As tribos dos Degenerados formaram uma aliança. Disseram: “Como podemos nós
tratar com os nossos primitivos chefes? Na verdade, eles ainda são poderosos”. De
modo que se reuniram em conselho. “Façamos uma emboscada e matemo-los. Não
somos mais numerosos? Não somos mais que suficientes para os vencer?” E todas a
tribos se armaram. Juntaram-se em grande número. A massa dos seus guerreiros
estendeu-se mais longe do que os olhos podiam alcançar. Queriam tomar Akakor de
assalto. Marcharam em formação para matar o príncipe Uma. Mas os Servos
Escolhidos tinham-se preparado Mantiveram-se no cume da montanha. O nome da
montanha era Akai. Todas as Tribos Escolhidas se haviam reunido junto de Uma
quando os Degenerados se aproximaram. Vinham gritando, com arcos e setas.
Cantavam canções de guerra. Berravam e assobiavam metendo os dedos na boca. E
assim precipitavam-se contra Akakor.

Neste ponto A Crônica de Akakor é imprecisa. Os nossos sacerdotes contam que


os Ugha Mongulala perderam a batalha e Uma morreu. Os sobreviventes retiraram para as
suas habitações subterrâneas. A derrota na montanha de Akai representa o ponto mais baixo
da infelicidade do meu povo. Tal como os Bárbaros Brancos, que negam os Deuses e se
consideram para além das leis, os Ugha Mongulala arrastaram-se cada vez mais na
humilhação. Confundidos com este incompreensível acontecimento, começaram a adorar
árvores e rochas, até mesmo a sacrificar animais e seres humanos. Cometeram então o mais
vergonhoso crime dos dez mil anos da história do meu povo.
E eis como aconteceu. Quando Uma foi morto na batalha contra as Tribos
Degeneradas, o grande-sacerdote recusou que o seu filho Hanan entrasse nos secretos
recintos dos Deuses e sem o respeito devido aos Antigos Pais, começou a governar o povo
como considerou melhor. Estávamos no ponto máximo da era do sangue, época em que era
chefe o selvagem jaguar.
Porque sofreu o meu povo estes crimes? Porque é que os mais velhos toleraram
a má conduta do grande-sacerdote? Só há uma explicação. Depois da partida dos Deuses, só
certas pessoas tinham consciência da sabedoria dos Primitivos Mestres. Os sacerdotes já
não transmitiam os seus conhecimentos. Ensinavam a história dos Antigos Pais só aos de
grande confiança. O seu poder tornava-se maior à medida que desaparecia o seu sagrado
legado. Dentro em pouco só eles se sentiam responsáveis pelos acontecimentos da terra e
do céu. Durante milhares de anos, os sacerdotes governaram onipotentes os Ugha
Mongulala. Isto é o que contam os nossos antepassados. E deve ser verdade, porque só a
verdade se mantém através do tempo na memória do homem.
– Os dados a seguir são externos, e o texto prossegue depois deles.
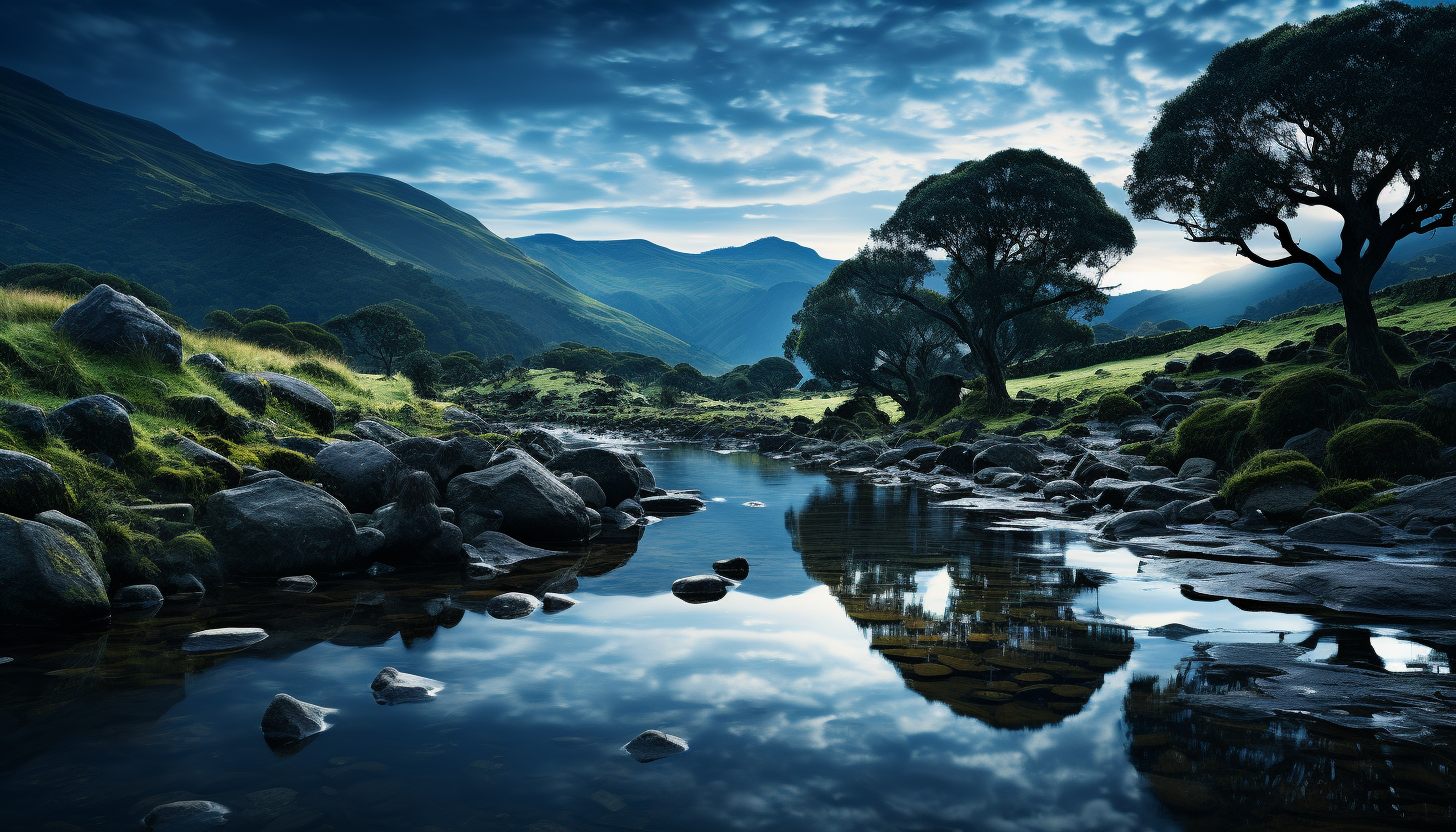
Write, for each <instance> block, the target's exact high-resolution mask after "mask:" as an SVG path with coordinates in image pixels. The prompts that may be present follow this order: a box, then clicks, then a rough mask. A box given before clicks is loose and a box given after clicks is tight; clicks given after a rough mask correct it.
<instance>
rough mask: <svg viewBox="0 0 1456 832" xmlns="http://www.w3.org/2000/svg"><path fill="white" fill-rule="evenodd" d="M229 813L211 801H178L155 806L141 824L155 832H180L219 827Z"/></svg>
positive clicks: (192, 800)
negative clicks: (193, 829) (189, 830)
mask: <svg viewBox="0 0 1456 832" xmlns="http://www.w3.org/2000/svg"><path fill="white" fill-rule="evenodd" d="M229 813H232V809H229V807H226V806H223V804H221V803H213V801H211V800H179V801H176V803H163V804H162V806H157V807H156V809H153V810H151V812H149V813H147V816H146V819H143V822H141V823H143V825H144V826H146V828H147V829H153V831H156V832H172V831H176V832H182V831H186V829H205V828H208V826H221V825H223V823H227V816H229Z"/></svg>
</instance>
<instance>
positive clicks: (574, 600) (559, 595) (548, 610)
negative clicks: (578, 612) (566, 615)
mask: <svg viewBox="0 0 1456 832" xmlns="http://www.w3.org/2000/svg"><path fill="white" fill-rule="evenodd" d="M577 603H579V602H578V600H577V599H574V597H571V596H569V594H561V593H559V592H549V593H546V594H543V596H542V608H545V612H546V613H547V615H555V613H558V612H563V611H568V609H571V608H574V606H577Z"/></svg>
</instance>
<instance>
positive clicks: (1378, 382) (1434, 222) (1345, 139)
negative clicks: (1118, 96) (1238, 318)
mask: <svg viewBox="0 0 1456 832" xmlns="http://www.w3.org/2000/svg"><path fill="white" fill-rule="evenodd" d="M1453 63H1456V9H1452V7H1450V6H1431V7H1411V6H1406V4H1405V3H1379V4H1363V6H1356V7H1354V9H1348V10H1345V12H1341V13H1338V15H1328V16H1324V17H1316V19H1315V20H1310V22H1309V23H1303V25H1284V26H1278V28H1275V29H1273V31H1270V32H1267V34H1265V35H1262V36H1259V38H1252V39H1248V41H1241V42H1238V44H1233V45H1230V47H1227V48H1224V50H1222V51H1220V52H1219V54H1217V55H1214V58H1213V61H1211V63H1210V64H1208V68H1207V70H1204V73H1203V74H1201V76H1200V77H1198V79H1197V80H1195V82H1194V83H1192V85H1191V86H1190V87H1188V89H1187V90H1185V92H1182V93H1181V95H1178V96H1176V98H1174V99H1172V101H1169V102H1168V103H1165V105H1163V109H1162V114H1160V117H1159V119H1158V124H1156V125H1155V127H1153V130H1152V134H1150V136H1149V138H1147V141H1146V143H1144V144H1143V147H1142V149H1140V150H1139V152H1137V153H1136V154H1134V157H1133V173H1131V176H1128V179H1127V184H1125V189H1127V192H1128V201H1130V204H1131V207H1133V213H1134V214H1136V216H1137V217H1140V219H1156V220H1160V221H1165V223H1171V224H1175V226H1179V227H1182V230H1184V233H1185V235H1187V238H1188V239H1190V240H1194V242H1213V243H1222V245H1230V246H1233V248H1235V249H1236V251H1238V254H1241V255H1242V256H1245V258H1248V259H1249V261H1252V262H1257V264H1259V265H1265V267H1280V265H1289V264H1303V265H1306V267H1309V268H1312V270H1313V271H1315V272H1316V274H1319V277H1322V278H1324V280H1326V281H1329V283H1331V284H1334V286H1335V287H1337V289H1338V290H1340V294H1341V297H1342V300H1344V303H1345V318H1347V328H1348V332H1350V340H1348V344H1350V351H1348V356H1350V367H1351V372H1353V373H1354V374H1356V376H1357V377H1360V379H1363V380H1366V382H1367V383H1372V385H1374V386H1377V388H1389V386H1393V385H1395V383H1396V372H1395V367H1393V366H1392V364H1390V361H1389V358H1388V357H1386V356H1385V353H1383V351H1382V350H1380V344H1379V337H1377V326H1376V318H1374V310H1373V307H1372V305H1370V283H1372V280H1373V278H1374V274H1376V271H1379V268H1380V265H1382V264H1385V261H1386V258H1388V256H1389V254H1390V249H1392V248H1393V246H1395V243H1396V242H1398V240H1401V239H1402V238H1405V236H1408V235H1412V233H1424V232H1430V230H1433V229H1437V227H1443V226H1450V224H1452V220H1453V214H1456V153H1453V150H1452V149H1456V89H1453V87H1452V85H1449V83H1444V82H1441V80H1437V79H1434V77H1433V74H1431V73H1433V71H1436V70H1437V67H1449V66H1452V64H1453ZM1392 194H1393V195H1395V197H1396V198H1398V200H1399V204H1398V205H1396V207H1395V208H1393V210H1385V208H1382V207H1380V198H1382V195H1386V197H1389V195H1392ZM1306 208H1328V210H1331V211H1334V213H1335V214H1338V216H1340V219H1341V220H1342V229H1341V235H1340V249H1338V252H1337V254H1335V256H1334V258H1325V256H1319V255H1318V254H1315V252H1313V251H1309V249H1307V248H1305V246H1303V245H1302V243H1300V239H1299V235H1297V233H1296V232H1294V230H1293V229H1291V227H1290V224H1289V220H1291V219H1294V217H1296V216H1297V214H1299V213H1300V211H1302V210H1306ZM1259 232H1265V233H1270V235H1271V236H1273V240H1274V242H1273V245H1268V246H1258V245H1257V242H1255V235H1258V233H1259ZM1275 246H1277V248H1275ZM1261 249H1262V251H1261Z"/></svg>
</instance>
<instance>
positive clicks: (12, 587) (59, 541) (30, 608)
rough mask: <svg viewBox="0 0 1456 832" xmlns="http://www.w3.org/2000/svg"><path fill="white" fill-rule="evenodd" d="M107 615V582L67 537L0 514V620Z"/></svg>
mask: <svg viewBox="0 0 1456 832" xmlns="http://www.w3.org/2000/svg"><path fill="white" fill-rule="evenodd" d="M109 615H111V602H109V600H106V584H105V581H102V578H100V574H99V573H98V571H96V567H93V565H92V561H90V557H87V554H86V552H84V551H83V549H82V546H80V545H79V543H77V542H76V541H73V539H71V538H68V536H66V535H63V533H61V532H58V530H57V529H52V527H51V526H47V525H45V523H36V522H33V520H22V519H19V517H12V516H9V514H0V625H68V624H86V622H89V621H98V619H102V618H106V616H109Z"/></svg>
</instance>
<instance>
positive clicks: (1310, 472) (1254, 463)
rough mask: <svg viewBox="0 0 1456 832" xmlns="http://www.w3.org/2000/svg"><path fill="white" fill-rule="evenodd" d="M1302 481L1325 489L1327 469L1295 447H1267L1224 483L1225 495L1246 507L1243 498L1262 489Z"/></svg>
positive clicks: (1224, 494) (1312, 486)
mask: <svg viewBox="0 0 1456 832" xmlns="http://www.w3.org/2000/svg"><path fill="white" fill-rule="evenodd" d="M1290 482H1299V484H1303V485H1309V487H1310V488H1315V490H1316V491H1318V490H1324V488H1325V484H1326V482H1328V481H1326V479H1325V472H1324V471H1321V469H1318V468H1315V463H1313V462H1310V460H1309V459H1306V458H1305V455H1303V453H1297V452H1293V450H1265V452H1262V453H1258V455H1255V456H1254V458H1252V459H1249V460H1248V462H1245V463H1243V465H1241V466H1239V469H1238V471H1236V472H1235V474H1233V476H1230V478H1229V481H1227V482H1224V484H1223V490H1222V491H1220V494H1223V498H1224V500H1227V501H1229V503H1232V504H1235V506H1239V507H1242V506H1243V501H1245V500H1248V497H1249V495H1251V494H1254V492H1255V491H1258V490H1259V488H1267V487H1271V485H1284V484H1290Z"/></svg>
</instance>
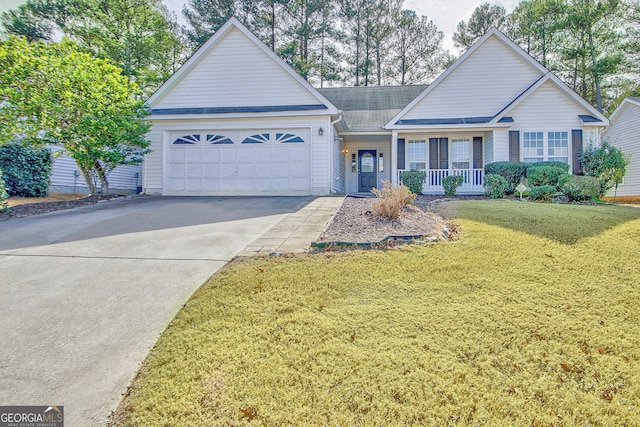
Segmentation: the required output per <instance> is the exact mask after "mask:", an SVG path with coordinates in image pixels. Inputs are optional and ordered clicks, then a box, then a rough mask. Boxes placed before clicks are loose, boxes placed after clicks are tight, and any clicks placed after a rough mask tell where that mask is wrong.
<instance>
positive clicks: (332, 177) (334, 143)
mask: <svg viewBox="0 0 640 427" xmlns="http://www.w3.org/2000/svg"><path fill="white" fill-rule="evenodd" d="M339 121H342V110H338V118H337V119H335V120H334V121H332V122H331V125H330V126H331V136H332V137H333V143H334V144H335V143H336V140H337V138H336V135H335V127H334V126H335V124H336V123H338V122H339ZM331 149H332V150H333V147H331ZM340 155H341V156H342V155H343V153H342V149H341V150H340ZM331 159H333V156H331ZM333 168H334V166H333V160H332V161H331V163H330V165H329V176H331V181H332V182H331V184H329V193H332V192H333V186H334V185H335V183H334V182H333V180H334V179H335V176H334V175H333V173H334V171H333ZM342 173H343V174H344V170H343V171H342ZM343 181H344V179H343ZM336 193H337V191H336Z"/></svg>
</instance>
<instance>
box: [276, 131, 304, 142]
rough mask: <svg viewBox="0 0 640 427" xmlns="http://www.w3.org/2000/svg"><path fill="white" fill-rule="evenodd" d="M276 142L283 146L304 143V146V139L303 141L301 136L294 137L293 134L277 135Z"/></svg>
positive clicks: (276, 135) (277, 133) (277, 134)
mask: <svg viewBox="0 0 640 427" xmlns="http://www.w3.org/2000/svg"><path fill="white" fill-rule="evenodd" d="M276 142H280V143H283V144H290V143H295V144H297V143H302V144H304V139H302V138H301V137H300V136H298V135H294V134H292V133H276Z"/></svg>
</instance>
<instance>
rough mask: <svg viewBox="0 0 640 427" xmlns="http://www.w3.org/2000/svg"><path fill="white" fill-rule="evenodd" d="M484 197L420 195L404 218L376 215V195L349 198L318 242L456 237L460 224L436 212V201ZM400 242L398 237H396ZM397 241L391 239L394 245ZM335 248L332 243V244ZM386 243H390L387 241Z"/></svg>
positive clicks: (346, 245)
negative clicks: (449, 221)
mask: <svg viewBox="0 0 640 427" xmlns="http://www.w3.org/2000/svg"><path fill="white" fill-rule="evenodd" d="M481 198H484V197H482V196H456V197H453V198H451V197H448V198H447V197H445V196H432V195H420V196H418V197H417V198H416V201H415V203H414V204H413V205H410V206H407V207H406V208H405V209H404V210H403V211H402V213H401V214H400V217H398V218H396V219H389V218H384V217H380V216H376V215H373V214H372V208H373V201H374V200H375V198H373V197H350V196H347V197H345V200H344V202H343V203H342V205H341V206H340V208H339V209H338V211H337V212H336V214H335V215H334V216H333V218H332V219H331V221H330V222H329V224H328V226H327V228H326V229H325V231H324V233H322V236H320V239H319V240H318V242H316V244H315V245H316V246H318V245H317V244H318V243H320V245H319V246H318V247H322V248H324V247H329V246H327V245H326V243H328V242H332V243H334V244H335V245H338V246H345V245H346V246H350V244H353V243H357V244H360V243H365V244H371V246H372V247H377V244H382V241H383V240H384V239H385V238H387V237H389V236H403V237H404V238H401V239H400V241H410V240H414V239H417V240H427V241H437V240H452V239H455V238H456V235H457V226H456V225H454V224H450V223H448V222H447V221H446V220H444V219H443V218H442V217H441V216H440V215H438V214H437V213H436V212H435V209H434V207H435V206H436V204H438V203H440V202H443V201H445V200H467V199H481ZM395 241H397V239H396V240H395ZM393 244H394V242H393V241H391V242H389V245H393ZM330 246H331V248H333V246H332V245H330ZM382 246H388V245H387V243H386V242H385V243H384V244H382Z"/></svg>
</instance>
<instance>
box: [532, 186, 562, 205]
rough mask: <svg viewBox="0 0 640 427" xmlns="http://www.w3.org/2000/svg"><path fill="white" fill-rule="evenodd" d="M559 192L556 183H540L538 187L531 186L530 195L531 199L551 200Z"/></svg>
mask: <svg viewBox="0 0 640 427" xmlns="http://www.w3.org/2000/svg"><path fill="white" fill-rule="evenodd" d="M557 192H558V190H557V188H556V186H555V185H539V186H537V187H531V192H530V193H529V197H530V198H531V200H542V201H545V202H550V201H551V200H552V199H553V196H555V195H556V193H557Z"/></svg>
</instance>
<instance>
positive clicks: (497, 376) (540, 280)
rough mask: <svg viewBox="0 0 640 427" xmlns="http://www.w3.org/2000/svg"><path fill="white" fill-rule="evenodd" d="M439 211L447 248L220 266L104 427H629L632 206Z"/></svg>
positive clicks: (634, 417)
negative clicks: (442, 216)
mask: <svg viewBox="0 0 640 427" xmlns="http://www.w3.org/2000/svg"><path fill="white" fill-rule="evenodd" d="M442 208H443V209H444V210H445V211H446V212H447V213H448V214H449V215H452V216H454V217H455V218H456V220H455V222H457V223H459V224H460V225H461V228H462V234H461V238H460V240H458V241H456V242H451V243H438V244H434V245H427V246H408V247H402V248H398V249H394V250H389V251H385V252H377V251H358V252H348V253H330V254H321V255H308V256H295V257H291V258H273V259H265V258H261V259H254V260H248V261H241V262H234V263H232V264H231V265H229V266H228V267H227V268H225V269H224V270H223V271H221V272H220V273H218V274H216V275H215V276H214V277H213V278H212V279H211V280H210V281H209V282H208V283H207V284H205V285H204V286H203V287H202V288H201V289H200V290H199V291H198V292H196V294H195V295H194V296H193V297H192V299H191V300H190V301H189V302H188V304H187V305H186V306H185V307H184V308H183V309H182V310H181V311H180V313H179V314H178V315H177V316H176V318H175V319H174V320H173V322H172V323H171V325H170V326H169V328H168V329H167V330H166V331H165V332H164V334H163V335H162V336H161V337H160V339H159V341H158V343H157V345H156V347H155V348H154V349H153V351H152V352H151V354H150V355H149V357H148V359H147V360H146V361H145V363H144V365H143V367H142V369H141V370H140V373H139V376H138V378H137V379H136V381H135V384H134V386H133V388H132V391H131V394H130V395H129V396H128V397H127V398H126V399H125V400H124V402H123V404H122V405H121V407H120V409H119V410H118V412H117V413H116V415H115V416H114V420H113V425H118V426H129V425H141V426H146V425H153V426H159V425H166V426H175V425H193V426H205V425H273V426H280V425H306V426H314V425H329V426H353V425H470V424H473V425H492V426H499V425H533V426H542V425H628V426H631V425H638V420H639V419H640V322H639V321H640V319H639V309H638V307H640V268H639V266H638V254H639V253H640V209H636V208H627V207H619V206H569V205H565V206H557V205H547V204H531V203H519V202H503V201H463V202H450V203H449V204H447V205H445V206H442Z"/></svg>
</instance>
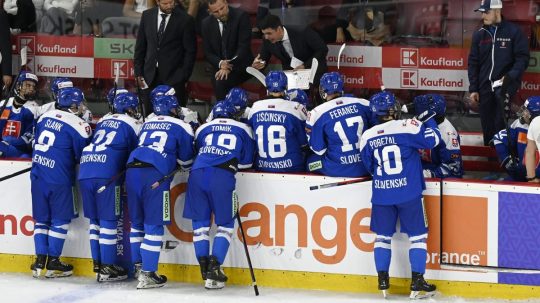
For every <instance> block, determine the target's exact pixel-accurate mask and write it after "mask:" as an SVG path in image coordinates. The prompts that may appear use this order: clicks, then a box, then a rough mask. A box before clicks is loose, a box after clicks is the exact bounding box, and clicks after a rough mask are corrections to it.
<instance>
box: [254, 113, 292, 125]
mask: <svg viewBox="0 0 540 303" xmlns="http://www.w3.org/2000/svg"><path fill="white" fill-rule="evenodd" d="M285 118H287V115H285V114H278V113H268V112H262V113H257V122H277V123H285Z"/></svg>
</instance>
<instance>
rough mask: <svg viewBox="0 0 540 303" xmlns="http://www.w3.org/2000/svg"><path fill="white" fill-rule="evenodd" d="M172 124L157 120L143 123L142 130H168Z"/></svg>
mask: <svg viewBox="0 0 540 303" xmlns="http://www.w3.org/2000/svg"><path fill="white" fill-rule="evenodd" d="M171 126H172V124H171V123H164V122H158V123H153V121H152V122H150V123H145V124H144V125H143V130H169V129H171Z"/></svg>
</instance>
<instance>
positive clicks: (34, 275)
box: [30, 255, 47, 278]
A SEGUNDA GRANDE CATÁSTROFE


Terrível é a história. Terrível é a verdade. Os Servos Escolhidos ainda viviam nas
habitações dos Deuses – seis, mil anos. O sagrado legado havia sido esquecido. A sua
escrita tornara-se ilegível. Os seus servos tinham traído o combinado com os Deuses.
Viviam para além de todas as fronteiras como animais da floresta Andavam com as
mãos e os pés no chão. Cometiam-se crimes à luz do dia. E os Deuses sentiam-se com
estas atitudes. Os seus corações enchiam-se de tristeza devido à maldade do homem.
E disseram: “Castigaremos o povo. Arrancá-lo-emos da terra - homens e gado, vermes
e pássaros do céu – porque desprezaram o nosso legado”. E os Deuses começaram a
destruir o povo. Enviaram uma poderosa estrela, cuja cauda vermelha cobria todo o
céu. E enviaram fogo mais vivo que um milhar de sóis. O grande julgamento
começou. Durante treze luas caiu chuva. As águas do oceano subiram. Os rios corriam
às avessas. O Grande Rio transformou-se num imenso lago. E o povo foi destruído.
Todos morreram afogados no terrível dilúvio

Os Ugha Mongulala sobreviveram à segunda Grande Catástrofe da história da


humanidade. Protegidos nas habitações subterrâneas dos seus Primitivos Mestres,
observando a destruição da Terra com temor. Enquanto os Servos Escolhidos sabiam que
estavam inocentes da primeira Grande Catástrofe, agora se acusavam como responsáveis
pelo segundo terrível acontecimento. Surgiram lutas e querelas. Rompeu uma guerra civil
na Baixa Akakor, que levaria o meu povo à extinção se não tivesse acontecido o que desde
há muito era previsto pelos sacerdotes. Quando a necessidade era premente, os Primitivos
Mestres voltaram.
E o seu regresso abre um novo capítulo na história dos Ugha Mongulala, o
segundo livro da Crônica de Akakor. O primeiro livro acaba com os feitos de Madus, um
corajoso guerreiro dos Ugha Mongulala, que, mesmo nos momentos mais difíceis, não
perdera a fé no legado dos Deuses, tal como se escreve na crônica.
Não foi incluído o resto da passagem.